Le véritable objectif est d’externaliser la gestion des Palestiniens à la Jordanie jusqu’à ce qu’Israël puisse achever sa réorganisation démographique de la Palestine historique.
Les partisans de ce plan estiment que les conditions régionales sont plus favorables que jamais. Depuis le premier mandat du président américain Donald Trump en 2017, plusieurs États de la Ligue arabe ont normalisé leurs relations avec Israël dans le cadre des « Accords d’Abraham » de 2020. Et ce, malgré des violations de longue date des traités, notamment les violations répétées par Israël de l’accord de paix de Wadi Araba de 1994 avec la Jordanie, l’un des premiers États arabes à officialiser ses relations avec l’État d’occupation.
D’autres, dont l’Arabie saoudite, seraient sur le point de conclure des accords similaires. Après la chute du gouvernement de l’ancien président syrien Bachar al-Assad, la Syrie – désormais dirigée par l’ancien chef d’Al-Qaïda Ahmad al-Sharaa – est également préparée à rejoindre cette « Alliance Abraham ».
On retrouve déjà des éléments de ce plan dans le plan de paix de 2020 du président américain Donald Trump, dit « Accord du siècle », ainsi que dans une initiative saoudienne de 2020 pour un « Royaume hachémite de Palestine », qui serait soutenue par le prince héritier Mohammed ben Salmane (MbS).
Diplomatie ensevelie sous les bulldozers
Avec le changement de posture politique de Washington, l’effondrement de la formule à deux États est passé du stade de possibilité à celui de programme. Trump a clairement indiqué son intention d’abandonner complètement l’État palestinien.
Son département d’État a refusé d’approuver la solution à deux États et, en février, il a déclaré : « Les États-Unis prendront le contrôle de la bande de Gaza, et nous y travaillerons également », en référence à son plan d’après-guerre pour la Riviera de Gaza.

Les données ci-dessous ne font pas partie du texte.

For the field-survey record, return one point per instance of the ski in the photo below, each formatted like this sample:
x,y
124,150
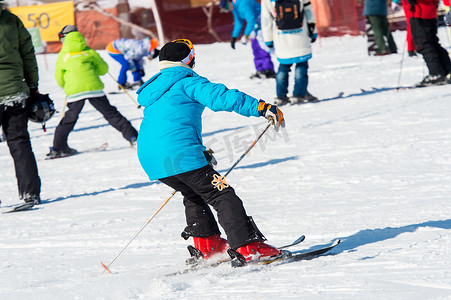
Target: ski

Même la résolution 2735 du Conseil de sécurité de l’ONU, rédigée par l’administration de l’ancien président américain Joe Biden et adoptée en juin 2024, sonne désormais creux. Elle appelle à la création de deux États démocratiques, Israël et la Palestine, vivant côte à côte en paix. Mais l’annexion en cours par Israël rend cette vision impossible. Tel-Aviv enterre la résolution dans la même terre que celle qu’elle a préparée pour les colons sionistes. La Jordanie, qui s’est portée à la défense d’Israël lors des trois affrontements militaires directs entre l’Iran et Israël, n’est plus en marge : elle est désormais directement menacée par les ambitions expansionnistes de l’État d’occupation.
Alors que Tel-Aviv intensifie ses efforts pour effacer la cause palestinienne, Amman se retrouve acculé : sous la pression de l’apathie de Washington, entouré d’États arabes qui resserrent leurs liens avec Israël et lié par un traité de paix qui n’offre plus la moindre apparence d’équilibre.
L’Autorité palestinienne, autrefois l’administrateur privilégié de Washington pour les affaires palestiniennes, s’effondre sous le poids de sa propre insignifiance. Elle ne contrôle aucun territoire, n’exerce aucune autorité et conserve peu de légitimité populaire. Si elle se désintègre totalement, la Jordanie sera la première à en subir les conséquences.
La monarchie hachémite est confrontée à un véritable péril historique. Pour éviter d’être enrôlée dans la gestion de l’occupation israélienne par procuration, Amman doit rompre résolument avec les formules inefficaces et construire un front arabo-palestinien collectif et cohérent. Sans cela, la Jordanie risque d’être entraînée dans un nouvel ordre régional dans lequel elle deviendra à la fois le tampon et le bouc émissaire de l’enterrement définitif de l’État palestinien.